On the Stress Tensor Light-ray Operator Algebra

TL;DR

This paper investigates the algebra of generalized light-ray operators involving stress tensors in four-dimensional conformal field theories, revealing a subalgebra structure, non-commutativity issues, and holographic dual descriptions with shockwave solutions.

Contribution

It introduces a detailed analysis of the algebra of generalized ANEC operators, identifying a global subalgebra and exploring non-commutativity in free and holographic CFTs with new bulk shockwave solutions.

Findings

Identifies a global subalgebra of light-ray operators that annihilates the vacuum.

Shows non-commutativity of operators at spacelike separation in free theories.

Constructs new bulk shockwave solutions dual to boundary operator insertions.

Abstract

We study correlation functions involving generalized ANEC operators of the form $\int dx^- \left(x^-\right)^{n+2} T_{--}(\vec{x})$ in four dimensions.

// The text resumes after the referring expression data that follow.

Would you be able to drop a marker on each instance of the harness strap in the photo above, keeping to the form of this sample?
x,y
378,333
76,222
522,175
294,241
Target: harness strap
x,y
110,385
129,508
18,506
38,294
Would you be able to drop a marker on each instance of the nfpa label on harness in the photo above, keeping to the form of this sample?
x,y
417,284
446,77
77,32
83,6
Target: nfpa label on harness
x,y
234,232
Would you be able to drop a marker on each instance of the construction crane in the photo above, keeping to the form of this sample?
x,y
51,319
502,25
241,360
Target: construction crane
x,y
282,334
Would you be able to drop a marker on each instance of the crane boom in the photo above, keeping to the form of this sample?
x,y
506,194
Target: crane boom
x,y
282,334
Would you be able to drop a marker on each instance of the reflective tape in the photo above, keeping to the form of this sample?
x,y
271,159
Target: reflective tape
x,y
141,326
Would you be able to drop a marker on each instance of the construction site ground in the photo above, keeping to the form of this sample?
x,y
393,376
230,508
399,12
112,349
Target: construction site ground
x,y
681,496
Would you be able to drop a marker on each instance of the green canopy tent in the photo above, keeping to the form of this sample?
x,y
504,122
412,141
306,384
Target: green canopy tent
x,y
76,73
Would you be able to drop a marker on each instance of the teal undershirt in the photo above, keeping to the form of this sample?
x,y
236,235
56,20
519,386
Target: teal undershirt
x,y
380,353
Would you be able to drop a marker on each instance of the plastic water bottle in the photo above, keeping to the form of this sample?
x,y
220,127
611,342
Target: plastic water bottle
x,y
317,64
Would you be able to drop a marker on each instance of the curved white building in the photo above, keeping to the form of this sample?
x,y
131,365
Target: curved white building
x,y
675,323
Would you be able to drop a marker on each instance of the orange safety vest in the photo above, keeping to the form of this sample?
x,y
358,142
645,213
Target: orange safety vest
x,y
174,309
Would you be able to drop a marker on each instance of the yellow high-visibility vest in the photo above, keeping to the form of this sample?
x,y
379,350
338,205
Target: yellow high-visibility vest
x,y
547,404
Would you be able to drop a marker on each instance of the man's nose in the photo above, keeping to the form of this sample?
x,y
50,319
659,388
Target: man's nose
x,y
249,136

We compute two, three, and four-point functions involving external scalar states in both free and holographic Conformal Field Theories. From this information, we extract the algebra of these light-ray operators. We find a global subalgebra spanned by $n=\{-2, -1, 0, 1, 2\}$ which annihilate the conformally invariant vacuum and transform among themselves under the action of the collinear conformal group that preserves the light-ray. Operators outside this range give rise to an infinite central term, in agreement with previous suggestions in the literature. In free theories, even some of the operators inside the global subalgebra fail to commute when placed at spacelike separation on the same null-plane. This lack of commutativity is not integrable, presenting an obstruction to the construction of a well defined light-ray algebra at coincident $\vec{x}$ coordinates. For holographic CFTs the behavior worsens and operators with $n \neq -2$ fail to commute at spacelike separation. We reproduce this result in the bulk of AdS where we present new exact shockwave solutions dual to the insertions of these (exponentiated) operators on the boundary.